Pls help me God will bless you all. A piece of copper ball of mass 20 g at 200 degree Celsius is placed in a 50 g of water at 30 degree Celsius, ignoring heat losses, calculate the final steady temperature of the mixture. Specific heat capacity of water=4.2j/ kg.g

sum of heats gained = zero.

.020*specheatCu*(Tf-200) +50*4.2*(Tf-30)=0
solve for Tf. Watch units

To calculate the final steady temperature of the mixture, we can use the principle of thermal equilibrium. This principle states that when two objects at different temperatures come into contact, heat transfer occurs until they reach a common final temperature.

First, let's find the heat gained or lost by each object.

For the copper ball:
Mass of copper ball = 20 g = 0.02 kg
Initial temperature of copper ball = 200 degree Celsius
Specific heat capacity of copper = ?

Since the specific heat capacity of copper is not provided, we will assume it to be 386 J/kg·K.

Heat gained or lost by the copper ball (Q1) = mass × specific heat capacity × change in temperature
Q1 = 0.02 kg × 386 J/kg·K × (final temperature - 200)

For the water:
Mass of water = 50 g = 0.05 kg
Initial temperature of water = 30 degree Celsius
Specific heat capacity of water = 4.2 J/g·°C = 4200 J/kg·K

Heat gained or lost by the water (Q2) = mass × specific heat capacity × change in temperature
Q2 = 0.05 kg × 4200 J/kg·K × (final temperature - 30)

According to the principle of thermal equilibrium, Q1 = -Q2 (since heat lost by one object is gained by the other).
Therefore, we can equate the two equations:

0.02 × 386 × (final temperature - 200) = -0.05 × 4200 × (final temperature - 30)
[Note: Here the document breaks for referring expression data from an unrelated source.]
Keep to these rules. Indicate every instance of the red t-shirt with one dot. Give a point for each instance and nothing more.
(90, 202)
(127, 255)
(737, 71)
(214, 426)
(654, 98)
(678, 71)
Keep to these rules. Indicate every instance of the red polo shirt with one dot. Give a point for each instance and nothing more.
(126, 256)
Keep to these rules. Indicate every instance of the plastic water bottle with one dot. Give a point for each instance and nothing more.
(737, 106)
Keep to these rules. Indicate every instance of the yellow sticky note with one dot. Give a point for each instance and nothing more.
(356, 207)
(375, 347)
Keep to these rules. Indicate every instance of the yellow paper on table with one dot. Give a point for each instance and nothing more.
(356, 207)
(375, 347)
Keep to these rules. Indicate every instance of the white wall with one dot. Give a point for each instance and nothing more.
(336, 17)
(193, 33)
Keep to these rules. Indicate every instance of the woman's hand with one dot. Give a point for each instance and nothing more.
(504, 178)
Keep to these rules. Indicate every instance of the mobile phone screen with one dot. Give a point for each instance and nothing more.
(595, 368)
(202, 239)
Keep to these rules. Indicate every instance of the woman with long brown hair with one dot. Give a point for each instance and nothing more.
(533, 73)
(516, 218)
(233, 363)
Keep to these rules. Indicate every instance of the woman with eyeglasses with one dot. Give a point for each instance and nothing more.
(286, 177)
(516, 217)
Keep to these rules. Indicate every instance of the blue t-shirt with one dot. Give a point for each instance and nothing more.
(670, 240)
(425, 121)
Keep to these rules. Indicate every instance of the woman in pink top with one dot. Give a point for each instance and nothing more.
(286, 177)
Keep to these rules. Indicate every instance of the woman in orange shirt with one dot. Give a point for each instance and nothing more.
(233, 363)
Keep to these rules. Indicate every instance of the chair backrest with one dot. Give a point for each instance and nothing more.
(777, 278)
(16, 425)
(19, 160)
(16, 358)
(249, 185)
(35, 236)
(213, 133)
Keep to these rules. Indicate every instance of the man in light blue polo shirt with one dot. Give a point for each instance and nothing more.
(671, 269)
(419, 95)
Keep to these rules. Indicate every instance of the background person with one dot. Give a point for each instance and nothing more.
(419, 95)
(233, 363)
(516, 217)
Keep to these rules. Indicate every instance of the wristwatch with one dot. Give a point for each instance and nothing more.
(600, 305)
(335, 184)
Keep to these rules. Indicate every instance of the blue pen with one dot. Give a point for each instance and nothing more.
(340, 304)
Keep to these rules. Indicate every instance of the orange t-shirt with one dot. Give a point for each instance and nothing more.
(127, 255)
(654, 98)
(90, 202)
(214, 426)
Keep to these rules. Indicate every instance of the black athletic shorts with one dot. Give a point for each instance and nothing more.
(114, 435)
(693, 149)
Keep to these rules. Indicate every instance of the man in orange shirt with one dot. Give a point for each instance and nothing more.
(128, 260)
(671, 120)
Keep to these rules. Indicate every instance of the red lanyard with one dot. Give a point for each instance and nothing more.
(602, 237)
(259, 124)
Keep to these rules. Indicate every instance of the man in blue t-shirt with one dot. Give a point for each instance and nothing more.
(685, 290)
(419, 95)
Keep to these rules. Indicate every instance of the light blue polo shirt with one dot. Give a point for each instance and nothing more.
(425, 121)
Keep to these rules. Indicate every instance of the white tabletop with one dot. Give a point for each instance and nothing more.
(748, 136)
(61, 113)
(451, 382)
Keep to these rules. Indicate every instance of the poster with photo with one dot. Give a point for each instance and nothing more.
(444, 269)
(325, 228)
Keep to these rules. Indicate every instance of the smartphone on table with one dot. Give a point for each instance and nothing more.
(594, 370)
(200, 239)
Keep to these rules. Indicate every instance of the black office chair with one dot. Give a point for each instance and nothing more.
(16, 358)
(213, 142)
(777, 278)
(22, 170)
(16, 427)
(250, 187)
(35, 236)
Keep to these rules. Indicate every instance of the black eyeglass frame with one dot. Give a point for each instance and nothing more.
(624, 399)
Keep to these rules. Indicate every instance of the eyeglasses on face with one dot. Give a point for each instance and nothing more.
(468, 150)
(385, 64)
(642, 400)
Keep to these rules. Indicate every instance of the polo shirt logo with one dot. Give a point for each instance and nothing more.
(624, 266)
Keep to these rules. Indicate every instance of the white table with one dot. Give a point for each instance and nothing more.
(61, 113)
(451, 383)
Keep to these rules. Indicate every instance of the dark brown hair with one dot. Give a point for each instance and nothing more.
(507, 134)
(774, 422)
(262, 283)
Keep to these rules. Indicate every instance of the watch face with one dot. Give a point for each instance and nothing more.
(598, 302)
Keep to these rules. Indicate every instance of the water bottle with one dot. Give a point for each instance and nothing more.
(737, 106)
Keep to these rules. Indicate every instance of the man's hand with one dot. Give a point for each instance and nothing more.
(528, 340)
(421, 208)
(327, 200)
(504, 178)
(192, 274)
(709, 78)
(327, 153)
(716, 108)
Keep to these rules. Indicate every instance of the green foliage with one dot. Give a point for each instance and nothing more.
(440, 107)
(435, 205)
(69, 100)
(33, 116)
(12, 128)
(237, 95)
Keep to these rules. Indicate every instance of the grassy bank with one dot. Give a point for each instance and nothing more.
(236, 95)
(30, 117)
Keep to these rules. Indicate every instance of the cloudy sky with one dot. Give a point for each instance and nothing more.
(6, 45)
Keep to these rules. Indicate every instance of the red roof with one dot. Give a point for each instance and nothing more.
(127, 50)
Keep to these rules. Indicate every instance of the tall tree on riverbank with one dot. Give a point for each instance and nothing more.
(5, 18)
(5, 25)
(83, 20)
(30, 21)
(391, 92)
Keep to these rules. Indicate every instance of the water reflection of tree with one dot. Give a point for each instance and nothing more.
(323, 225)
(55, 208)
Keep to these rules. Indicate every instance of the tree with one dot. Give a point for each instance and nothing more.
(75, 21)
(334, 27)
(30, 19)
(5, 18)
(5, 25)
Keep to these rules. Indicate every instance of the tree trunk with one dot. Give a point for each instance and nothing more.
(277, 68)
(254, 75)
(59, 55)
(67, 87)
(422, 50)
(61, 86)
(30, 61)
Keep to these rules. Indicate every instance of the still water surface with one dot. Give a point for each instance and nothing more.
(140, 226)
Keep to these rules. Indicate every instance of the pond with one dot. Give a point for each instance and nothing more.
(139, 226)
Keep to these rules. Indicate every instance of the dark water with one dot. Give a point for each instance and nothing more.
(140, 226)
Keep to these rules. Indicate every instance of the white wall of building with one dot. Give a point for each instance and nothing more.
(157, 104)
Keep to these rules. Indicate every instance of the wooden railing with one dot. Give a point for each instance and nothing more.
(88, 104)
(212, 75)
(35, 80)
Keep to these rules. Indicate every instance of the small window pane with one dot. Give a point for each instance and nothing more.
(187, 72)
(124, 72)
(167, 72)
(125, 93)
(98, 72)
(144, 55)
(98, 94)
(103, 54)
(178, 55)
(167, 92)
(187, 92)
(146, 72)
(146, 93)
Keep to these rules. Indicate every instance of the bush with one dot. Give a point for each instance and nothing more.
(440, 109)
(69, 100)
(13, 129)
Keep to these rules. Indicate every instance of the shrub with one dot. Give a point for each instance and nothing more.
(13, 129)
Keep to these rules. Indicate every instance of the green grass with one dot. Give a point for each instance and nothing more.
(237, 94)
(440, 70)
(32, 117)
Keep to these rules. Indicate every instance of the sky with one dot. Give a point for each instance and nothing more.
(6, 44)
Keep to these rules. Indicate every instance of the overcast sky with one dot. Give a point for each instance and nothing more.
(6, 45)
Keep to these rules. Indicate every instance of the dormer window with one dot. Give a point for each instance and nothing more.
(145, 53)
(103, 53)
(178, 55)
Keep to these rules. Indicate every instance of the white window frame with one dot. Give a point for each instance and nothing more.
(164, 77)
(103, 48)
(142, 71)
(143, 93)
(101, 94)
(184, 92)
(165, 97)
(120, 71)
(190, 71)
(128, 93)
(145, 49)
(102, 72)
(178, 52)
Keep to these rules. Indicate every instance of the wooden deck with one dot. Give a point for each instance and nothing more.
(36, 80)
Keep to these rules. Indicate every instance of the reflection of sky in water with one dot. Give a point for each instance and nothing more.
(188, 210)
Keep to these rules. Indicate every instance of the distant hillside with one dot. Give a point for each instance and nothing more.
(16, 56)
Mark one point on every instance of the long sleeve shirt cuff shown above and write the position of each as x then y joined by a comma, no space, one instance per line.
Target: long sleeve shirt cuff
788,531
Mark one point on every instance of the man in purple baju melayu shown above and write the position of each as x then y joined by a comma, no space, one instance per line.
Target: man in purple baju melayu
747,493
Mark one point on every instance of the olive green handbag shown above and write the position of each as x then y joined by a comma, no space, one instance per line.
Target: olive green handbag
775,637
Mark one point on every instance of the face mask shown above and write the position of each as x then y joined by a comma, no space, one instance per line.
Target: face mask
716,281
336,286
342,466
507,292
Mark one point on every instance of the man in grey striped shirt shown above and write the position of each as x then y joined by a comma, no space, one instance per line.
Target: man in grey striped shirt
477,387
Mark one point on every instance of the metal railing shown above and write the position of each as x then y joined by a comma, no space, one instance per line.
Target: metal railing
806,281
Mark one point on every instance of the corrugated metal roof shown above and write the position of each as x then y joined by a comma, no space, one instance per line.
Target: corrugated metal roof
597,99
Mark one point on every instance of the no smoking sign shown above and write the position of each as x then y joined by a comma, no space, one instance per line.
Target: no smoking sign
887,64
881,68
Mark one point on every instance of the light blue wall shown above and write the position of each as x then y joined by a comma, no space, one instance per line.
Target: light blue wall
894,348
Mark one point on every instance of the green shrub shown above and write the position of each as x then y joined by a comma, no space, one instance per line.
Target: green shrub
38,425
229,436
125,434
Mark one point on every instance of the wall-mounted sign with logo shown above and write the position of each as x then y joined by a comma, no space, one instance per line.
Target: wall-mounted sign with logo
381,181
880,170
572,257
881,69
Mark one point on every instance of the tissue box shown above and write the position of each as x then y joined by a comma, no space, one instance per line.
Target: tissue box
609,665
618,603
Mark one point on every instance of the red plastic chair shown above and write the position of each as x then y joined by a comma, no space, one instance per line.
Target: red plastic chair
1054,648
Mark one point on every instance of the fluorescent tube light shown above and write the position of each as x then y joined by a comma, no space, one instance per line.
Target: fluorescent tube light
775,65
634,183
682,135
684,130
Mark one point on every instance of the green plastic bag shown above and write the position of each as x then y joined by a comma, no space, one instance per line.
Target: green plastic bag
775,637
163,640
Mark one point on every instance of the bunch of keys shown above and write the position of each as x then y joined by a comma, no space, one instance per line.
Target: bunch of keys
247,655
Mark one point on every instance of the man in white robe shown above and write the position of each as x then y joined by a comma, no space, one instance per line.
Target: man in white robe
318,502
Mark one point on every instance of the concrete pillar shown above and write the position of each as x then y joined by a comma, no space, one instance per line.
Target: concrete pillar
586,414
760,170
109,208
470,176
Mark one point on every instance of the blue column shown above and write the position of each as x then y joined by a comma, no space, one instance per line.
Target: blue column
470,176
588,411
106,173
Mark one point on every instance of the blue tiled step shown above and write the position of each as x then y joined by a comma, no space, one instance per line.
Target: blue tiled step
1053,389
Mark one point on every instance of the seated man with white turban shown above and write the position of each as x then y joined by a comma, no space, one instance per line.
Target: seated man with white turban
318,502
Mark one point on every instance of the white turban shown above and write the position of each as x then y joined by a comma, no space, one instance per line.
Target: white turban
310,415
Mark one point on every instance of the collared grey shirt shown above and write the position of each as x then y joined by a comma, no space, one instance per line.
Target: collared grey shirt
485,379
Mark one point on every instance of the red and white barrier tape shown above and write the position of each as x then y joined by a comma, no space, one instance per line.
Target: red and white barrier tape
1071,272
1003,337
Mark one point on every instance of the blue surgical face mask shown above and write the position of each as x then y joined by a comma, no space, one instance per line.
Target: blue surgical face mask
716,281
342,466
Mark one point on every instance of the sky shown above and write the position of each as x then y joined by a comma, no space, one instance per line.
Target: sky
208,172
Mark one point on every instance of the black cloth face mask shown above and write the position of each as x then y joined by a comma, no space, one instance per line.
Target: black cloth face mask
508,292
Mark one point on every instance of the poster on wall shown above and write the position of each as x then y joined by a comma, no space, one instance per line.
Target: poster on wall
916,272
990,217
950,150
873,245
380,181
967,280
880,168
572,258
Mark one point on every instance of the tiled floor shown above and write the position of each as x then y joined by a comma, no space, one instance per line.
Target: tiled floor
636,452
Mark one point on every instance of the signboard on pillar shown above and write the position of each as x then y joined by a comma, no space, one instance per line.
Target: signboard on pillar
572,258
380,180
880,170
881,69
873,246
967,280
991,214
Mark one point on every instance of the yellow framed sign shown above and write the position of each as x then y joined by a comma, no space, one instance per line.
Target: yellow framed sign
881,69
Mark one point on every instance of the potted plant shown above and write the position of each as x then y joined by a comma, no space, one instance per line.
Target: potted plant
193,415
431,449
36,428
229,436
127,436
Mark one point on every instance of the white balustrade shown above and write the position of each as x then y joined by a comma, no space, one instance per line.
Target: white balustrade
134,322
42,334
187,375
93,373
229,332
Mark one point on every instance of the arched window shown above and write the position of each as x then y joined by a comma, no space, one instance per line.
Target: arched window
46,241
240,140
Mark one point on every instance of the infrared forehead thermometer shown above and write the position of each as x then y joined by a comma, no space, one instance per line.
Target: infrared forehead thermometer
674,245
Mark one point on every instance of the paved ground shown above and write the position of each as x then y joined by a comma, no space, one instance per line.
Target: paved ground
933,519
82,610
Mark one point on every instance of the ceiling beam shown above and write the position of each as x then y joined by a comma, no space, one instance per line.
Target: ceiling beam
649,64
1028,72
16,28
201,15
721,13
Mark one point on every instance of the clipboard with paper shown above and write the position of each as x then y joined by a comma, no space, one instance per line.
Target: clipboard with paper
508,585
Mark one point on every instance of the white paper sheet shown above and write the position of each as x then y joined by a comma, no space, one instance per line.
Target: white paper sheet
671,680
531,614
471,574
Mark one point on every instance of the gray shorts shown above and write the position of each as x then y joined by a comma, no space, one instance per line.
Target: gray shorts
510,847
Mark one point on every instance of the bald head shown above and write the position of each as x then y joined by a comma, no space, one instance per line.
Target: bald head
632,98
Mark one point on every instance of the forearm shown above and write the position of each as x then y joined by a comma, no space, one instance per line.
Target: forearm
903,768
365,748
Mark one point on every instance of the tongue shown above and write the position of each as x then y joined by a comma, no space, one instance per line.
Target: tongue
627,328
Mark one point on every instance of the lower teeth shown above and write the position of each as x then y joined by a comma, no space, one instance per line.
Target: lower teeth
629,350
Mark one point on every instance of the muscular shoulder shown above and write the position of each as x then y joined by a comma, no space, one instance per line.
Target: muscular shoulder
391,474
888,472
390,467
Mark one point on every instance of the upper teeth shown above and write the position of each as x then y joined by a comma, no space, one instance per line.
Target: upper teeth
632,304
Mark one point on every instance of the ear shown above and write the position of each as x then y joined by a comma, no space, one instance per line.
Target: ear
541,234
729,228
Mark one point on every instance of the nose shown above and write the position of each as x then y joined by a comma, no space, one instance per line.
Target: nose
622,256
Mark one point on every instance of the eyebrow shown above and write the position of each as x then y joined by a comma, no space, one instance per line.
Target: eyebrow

Simplifying the equation, we get:

7.72 × final temperature - 7.72 × 200 = -210 × final temperature + 6300

Combining like terms:

217 × final temperature = 6172

Dividing both sides by 217:

final temperature ≈ 28.47 degrees Celsius

Therefore, the final steady temperature of the mixture is approximately 28.47 degrees Celsius.